View Full Version : Performance difference between two code fragments?
lol_123
2nd November 2007, 17:44
I am new to MFC coding. This afternoon, I found out a quite strange thing. 1. runs to 1.5 fps, 2. runs up to 590000 fps. Code as below
1.
int i,j,k;
for (i=0;i<2000;i++)
for (j=0; j<2000;j++)
{ if (j>=0) k=k+1;
}
2.
int i,j,k,g;
for (i=0;i<2000;i++)
for (j=0; j<2000;j++)
{ if (j>=0)
{g=k+1;
k=g;
}
Does any one know what makes 1 and 2 have so huge difference
on performance?
neuron2
2nd November 2007, 18:02
Your second example is syntactically incorrect. If you don't post the exact code, we can't help you.
And what do you mean by "runs to 1.5 fps"? There is no frame processing in this code.

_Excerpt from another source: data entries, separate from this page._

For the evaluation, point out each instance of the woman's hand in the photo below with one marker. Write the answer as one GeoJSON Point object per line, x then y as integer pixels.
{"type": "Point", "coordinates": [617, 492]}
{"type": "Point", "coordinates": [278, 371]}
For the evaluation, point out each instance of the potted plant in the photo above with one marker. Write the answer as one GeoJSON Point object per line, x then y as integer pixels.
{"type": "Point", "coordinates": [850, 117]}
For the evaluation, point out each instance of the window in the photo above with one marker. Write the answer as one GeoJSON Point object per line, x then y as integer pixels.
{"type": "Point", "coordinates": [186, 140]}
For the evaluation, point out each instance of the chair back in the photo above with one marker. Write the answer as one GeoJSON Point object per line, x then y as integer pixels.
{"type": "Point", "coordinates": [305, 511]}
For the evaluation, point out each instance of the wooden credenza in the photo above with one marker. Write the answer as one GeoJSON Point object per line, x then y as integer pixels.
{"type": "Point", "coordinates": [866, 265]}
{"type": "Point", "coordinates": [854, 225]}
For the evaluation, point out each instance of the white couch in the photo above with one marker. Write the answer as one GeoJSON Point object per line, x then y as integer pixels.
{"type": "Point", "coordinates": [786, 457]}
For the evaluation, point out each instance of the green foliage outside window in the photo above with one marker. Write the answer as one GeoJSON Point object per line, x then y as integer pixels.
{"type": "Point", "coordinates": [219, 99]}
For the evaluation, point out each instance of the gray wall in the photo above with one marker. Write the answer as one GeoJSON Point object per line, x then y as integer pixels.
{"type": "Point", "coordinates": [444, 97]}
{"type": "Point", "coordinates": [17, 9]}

Lastly, read the forum rules and do not make lame thread titles. I have fixed yours.
Dark Shikari
2nd November 2007, 18:15
Sounds like in one of them, the compiler is optimizing out the loop, and in the other it isn't.
JohnnyMalaria
3rd November 2007, 03:45
Are you using debug or release mode?
In debug mode, the compiler adds a lot of extra stuff for checking and doesn't make use of efficient processor instructions.
For example, k = k + 1 can be done with a single CPU instruction. g = k + 1 followed by k = g needs more instructions and in debug mode it needs a lot more. If you debug your code and set breakpoints at the k = k + 1 and g = k + 1, you can look at the compiled instructions (disassembly) - you'll probably see quite a difference.

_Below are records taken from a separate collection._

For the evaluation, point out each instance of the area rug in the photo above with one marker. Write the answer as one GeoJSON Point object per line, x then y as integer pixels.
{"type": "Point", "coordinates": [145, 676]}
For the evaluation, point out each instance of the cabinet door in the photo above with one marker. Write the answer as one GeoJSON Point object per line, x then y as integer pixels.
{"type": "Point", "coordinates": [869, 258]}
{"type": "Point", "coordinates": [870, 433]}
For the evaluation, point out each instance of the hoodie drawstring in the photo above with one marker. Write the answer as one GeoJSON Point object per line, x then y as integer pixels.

If you are using release mode then a whole different set of reasons can apply.
BTW - if you are using debug mode you will get unexpected results if you don't initialize your variables to zero. In debug mode, your variables are set to 0xCDCDCDCD (deliberately).
audiohominis
3rd November 2007, 09:55
In the second example there are two open brackets and one close bracket; is that normal?
Taktaal
3rd November 2007, 17:39
No optimization would ever account for a 300000x difference in run speeds. The only thing I can think of is that you maybe ran the first code with a conditional breakpoint. Having one of these in a loop with a lot of repetitions will really screw up the execution times.
lol_123
3rd November 2007, 17:59
i'm using VC2005, at release mode, it seems to me that it takes really long time to excute "k=k+1" in the " if " loop. I guess that
it might be caused by memory allocation.
Does any one have clue?
clsid
3rd November 2007, 18:11
Memory allocation should not be the problem. The space for k only needs to be allocated once.
You can remove the "if (j>=0)" code. It's always true.
lol_123
3rd November 2007, 18:30
Clsid, that's reason why i got confused. you may try it by yourself under vc2005. it makes huge different if you put "if (j>=0)" there although it is always ture.
JohnnyMalaria
3rd November 2007, 18:49
How are you timing the code?
Are you testing the loops in isolation (i.e., no other code in the function)?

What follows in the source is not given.